Het vonnis waarvan beroep kan niet in stand blijven, omdat het hof zich niet geheel verenigt met de bewijsmotivering.
Ter terechtzitting gevoerde verweren
De raadsman heeft bepleit dat het hof de verdachte zal vrijspreken van de aan hem ten laste gelegde feiten. Hij heeft daartoe achtereenvolgens - zakelijk weergegeven - het volgende aangevoerd.
Overval hotel [hotel] (feit 1)
De door [getuige] en [getuige 2] afgelegde en de verdachte belastende verklaringen zijn voor de bewijslevering wegens de onbetrouwbaarheid daarvan onbruikbaar.
[getuige] is een ex-vriendin van de verdachte. Zij is rancuneus tegen de verdachte omdat haar verklaring bij de politie is afgelegd, direct nadat zij de relatie met de verdachte had verbroken. Daarmee is haar motief om een voor de verdachte belastende verklaring af te leggen gegeven. Daarbij komt, dat zij heeft verklaard in de marge van een door haar tegen de verdachte gedane aangifte ter zake van bedreiging. Dat [getuige] bij gelegenheid van haar verhoor als getuige door de rechter-commissaris bij de inhoud van haar verklaring heeft volhard doet aan het voorgaande niet af. Ook waar het de inhoud van haar verklaring betreft is die wegens de onjuistheid daarvan voor het bewijs niet bruikbaar.
[getuige 2] -hij was verdachte van strafbare betrokkenheid bij de overvallen waarvoor de verdachte terecht staat- heeft zijn verklaringen omtrent zijn herkenning van de verdachte van beelden/foto's afgelegd onder door de politie op hem uitgeoefende druk, terwijl de politie hem bovendien heeft gesouffleerd. De door [getuige 2] afgelegde verklaringen zijn wegens de onbetrouwbaarheid daarvan niet bruikbaar voor de bewijslevering.
Overval schoenenwinkel [naam 2] (feit 2)
De rechtbank heeft in het vonnis waarvan beroep de bewezenverklaring gegrond op bewijsmiddelen waarvan de, inhoud niet redengevend is voor het bewijs dat de verdachte deze overval heeft (mede)gepleegd.

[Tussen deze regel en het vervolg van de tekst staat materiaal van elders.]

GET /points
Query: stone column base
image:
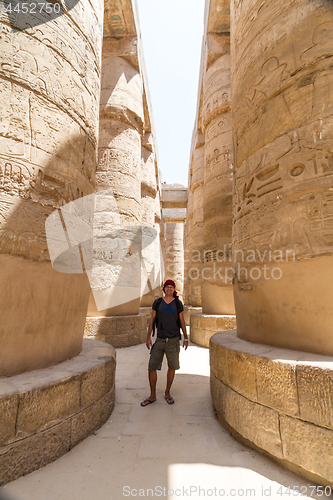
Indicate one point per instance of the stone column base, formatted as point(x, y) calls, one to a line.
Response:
point(277, 401)
point(44, 413)
point(119, 331)
point(203, 326)
point(188, 310)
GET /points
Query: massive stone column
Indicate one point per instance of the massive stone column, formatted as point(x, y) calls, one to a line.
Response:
point(283, 210)
point(214, 121)
point(49, 94)
point(279, 367)
point(174, 262)
point(49, 98)
point(196, 235)
point(174, 198)
point(188, 244)
point(127, 169)
point(217, 294)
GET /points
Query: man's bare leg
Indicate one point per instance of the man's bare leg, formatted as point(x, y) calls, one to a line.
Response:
point(170, 377)
point(152, 377)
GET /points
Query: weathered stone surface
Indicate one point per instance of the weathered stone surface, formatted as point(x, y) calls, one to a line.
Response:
point(203, 326)
point(218, 361)
point(92, 385)
point(282, 173)
point(188, 311)
point(34, 452)
point(174, 264)
point(8, 412)
point(276, 385)
point(293, 401)
point(255, 422)
point(44, 407)
point(59, 406)
point(315, 393)
point(308, 446)
point(241, 374)
point(91, 418)
point(50, 98)
point(217, 391)
point(119, 331)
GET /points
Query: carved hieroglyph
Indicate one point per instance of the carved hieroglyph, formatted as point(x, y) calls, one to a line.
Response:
point(119, 166)
point(196, 253)
point(49, 99)
point(217, 295)
point(174, 261)
point(151, 217)
point(188, 245)
point(282, 82)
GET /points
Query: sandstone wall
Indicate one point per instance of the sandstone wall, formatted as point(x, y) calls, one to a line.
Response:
point(196, 254)
point(174, 262)
point(211, 170)
point(282, 127)
point(49, 95)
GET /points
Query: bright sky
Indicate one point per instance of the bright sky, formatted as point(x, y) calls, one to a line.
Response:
point(172, 35)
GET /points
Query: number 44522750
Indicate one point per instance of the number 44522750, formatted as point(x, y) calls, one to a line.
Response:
point(308, 491)
point(33, 8)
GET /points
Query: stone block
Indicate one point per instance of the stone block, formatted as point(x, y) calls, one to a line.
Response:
point(276, 385)
point(110, 373)
point(209, 323)
point(255, 422)
point(93, 385)
point(308, 446)
point(217, 391)
point(241, 373)
point(227, 322)
point(195, 321)
point(8, 412)
point(218, 361)
point(91, 418)
point(42, 407)
point(315, 393)
point(27, 455)
point(125, 325)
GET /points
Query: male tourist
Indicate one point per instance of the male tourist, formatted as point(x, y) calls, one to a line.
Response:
point(169, 314)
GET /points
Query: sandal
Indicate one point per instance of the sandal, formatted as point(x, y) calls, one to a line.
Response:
point(169, 400)
point(147, 402)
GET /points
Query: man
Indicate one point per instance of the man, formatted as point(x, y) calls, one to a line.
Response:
point(168, 335)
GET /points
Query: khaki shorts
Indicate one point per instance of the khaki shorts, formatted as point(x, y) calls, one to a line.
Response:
point(170, 347)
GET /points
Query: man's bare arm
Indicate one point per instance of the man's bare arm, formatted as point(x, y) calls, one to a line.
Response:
point(150, 329)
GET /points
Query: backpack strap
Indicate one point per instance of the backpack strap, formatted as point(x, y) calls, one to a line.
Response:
point(178, 313)
point(158, 302)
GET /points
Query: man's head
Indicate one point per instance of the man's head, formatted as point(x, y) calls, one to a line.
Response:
point(169, 288)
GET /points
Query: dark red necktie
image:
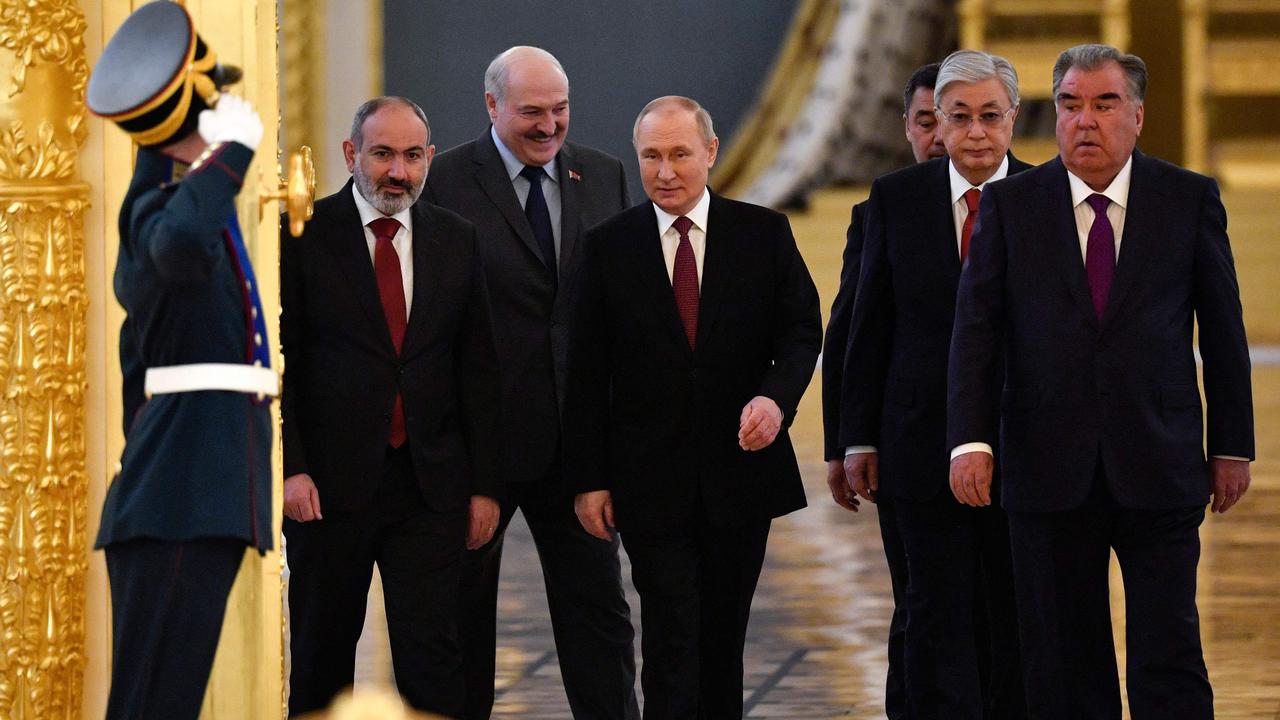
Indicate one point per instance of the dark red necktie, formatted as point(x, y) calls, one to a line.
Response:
point(970, 199)
point(684, 279)
point(1100, 253)
point(391, 288)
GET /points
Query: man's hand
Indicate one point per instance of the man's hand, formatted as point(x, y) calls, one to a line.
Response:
point(232, 119)
point(759, 424)
point(595, 511)
point(862, 473)
point(1230, 482)
point(840, 490)
point(483, 522)
point(970, 478)
point(301, 499)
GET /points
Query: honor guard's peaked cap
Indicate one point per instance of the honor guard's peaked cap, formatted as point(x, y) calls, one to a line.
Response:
point(156, 74)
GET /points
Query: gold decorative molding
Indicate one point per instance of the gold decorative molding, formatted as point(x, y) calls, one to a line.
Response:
point(759, 139)
point(42, 364)
point(302, 60)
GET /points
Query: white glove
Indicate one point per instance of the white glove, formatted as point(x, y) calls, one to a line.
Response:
point(233, 119)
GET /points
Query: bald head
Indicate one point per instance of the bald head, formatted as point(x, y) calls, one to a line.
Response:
point(526, 94)
point(497, 77)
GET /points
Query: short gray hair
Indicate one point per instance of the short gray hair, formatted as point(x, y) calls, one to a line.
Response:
point(496, 76)
point(370, 106)
point(1093, 57)
point(704, 119)
point(976, 65)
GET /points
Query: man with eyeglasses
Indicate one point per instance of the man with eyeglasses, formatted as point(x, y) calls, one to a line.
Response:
point(1088, 279)
point(923, 133)
point(918, 229)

Zo is het oordeel van de rechtbank over de mate van overeenkomst van de door de aangevers opgegeven signalementen subjectief en zijn die signalementen bepaald niet "vrijwel geheel gelijkluidend". Daarbij komt, dat het resultaat van de met de getuige [slachtoffer 5] gehouden meerkeuze-fotoconfrontatie negatief is.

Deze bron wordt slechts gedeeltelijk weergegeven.